Jerri's Corn and Sausage Casserole

Jerri has been making this hot dish (casserole) almost since we were married. Unlike many hot dishes, this one uses corn and bread crumbs rather than rice or pasta to make a pound of meat stretch to serve a family. Made with hot pork sausage and a can of any "store brand" corn, it is delicious.

INGREDIENTS:

1 lb. bulk pork sausage
4 hard-boiled eggs
1/4 cup butter or margarine
1/4 cup flour
1/2 tsp. salt
dash of white or black pepper to taste
2 cups milk
1 can of whole kernel corn (about 2 cups)
1 cup soft bread crumbs

PROCEDURE:

Cook the sausage slowly in a skillet or sauce pan, breaking it into pieces, until it is done. Drain thoroughly and set aside on a paper towel. Slice 2 of the hard-boiled eggs and spread them on the bottom of a 1 1/2 or 2 quart casserole. Melt the butter or margarine in the skillet or saucepan after draining the fat from the sausage, blend in the flour, salt and pepper and stir until the mixture bubbles and cooks for about a minute. Add the milk and cook, stirring continuously, until the mixture thickens and bubbles.
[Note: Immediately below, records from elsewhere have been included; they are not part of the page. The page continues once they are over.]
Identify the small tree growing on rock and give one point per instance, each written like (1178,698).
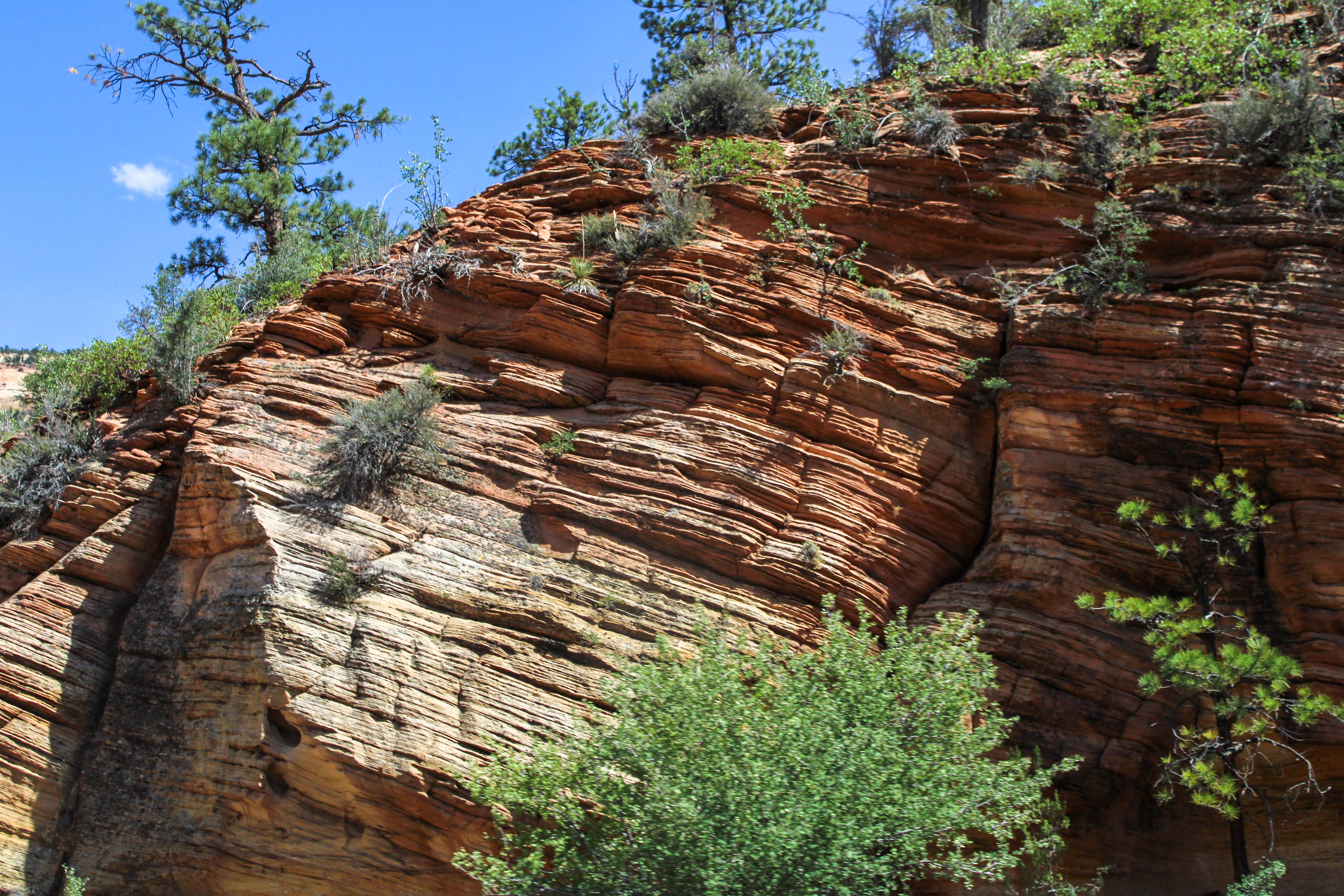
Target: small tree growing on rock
(1238,711)
(846,769)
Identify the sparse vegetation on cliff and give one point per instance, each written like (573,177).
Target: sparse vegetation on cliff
(669,799)
(371,444)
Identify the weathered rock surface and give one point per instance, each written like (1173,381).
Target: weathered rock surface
(183,715)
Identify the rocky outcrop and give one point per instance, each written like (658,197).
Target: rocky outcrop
(183,715)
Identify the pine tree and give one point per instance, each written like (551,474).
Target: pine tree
(558,124)
(752,33)
(1238,712)
(264,164)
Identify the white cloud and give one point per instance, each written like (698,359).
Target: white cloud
(148,179)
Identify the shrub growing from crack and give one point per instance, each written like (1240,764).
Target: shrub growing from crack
(579,279)
(720,100)
(346,580)
(1275,123)
(560,444)
(839,347)
(1038,171)
(49,454)
(371,444)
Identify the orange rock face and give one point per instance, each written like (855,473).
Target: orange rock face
(185,715)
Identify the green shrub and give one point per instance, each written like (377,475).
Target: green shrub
(346,580)
(579,279)
(558,124)
(560,444)
(1111,144)
(93,378)
(371,444)
(1112,264)
(281,276)
(1038,171)
(1276,123)
(597,230)
(838,347)
(722,100)
(425,178)
(179,326)
(928,125)
(811,776)
(730,159)
(1049,92)
(50,454)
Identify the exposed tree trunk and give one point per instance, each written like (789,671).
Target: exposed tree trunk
(979,23)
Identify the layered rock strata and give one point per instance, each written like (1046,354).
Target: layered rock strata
(185,715)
Stir the sausage and corn into the sauce and pour over the eggs. Slice the remaining eggs and arrange them over the mixture. Sprinkle with the bread crumbs. Bake uncovered at 375 degrees for 30 minutes until heated through. Serves 4 to 6.

I do not normally recommend transfats, such as those found in margarine, but if you want to live dangerously it is your choice. Moreover, Jerri often uses margarine for this recipe, and we are still enjoying it. Jerri says that she sometimes uses a 12 ounce package of lean sausage instead of a pound of bulk sausage. Believe me, it still tastes good.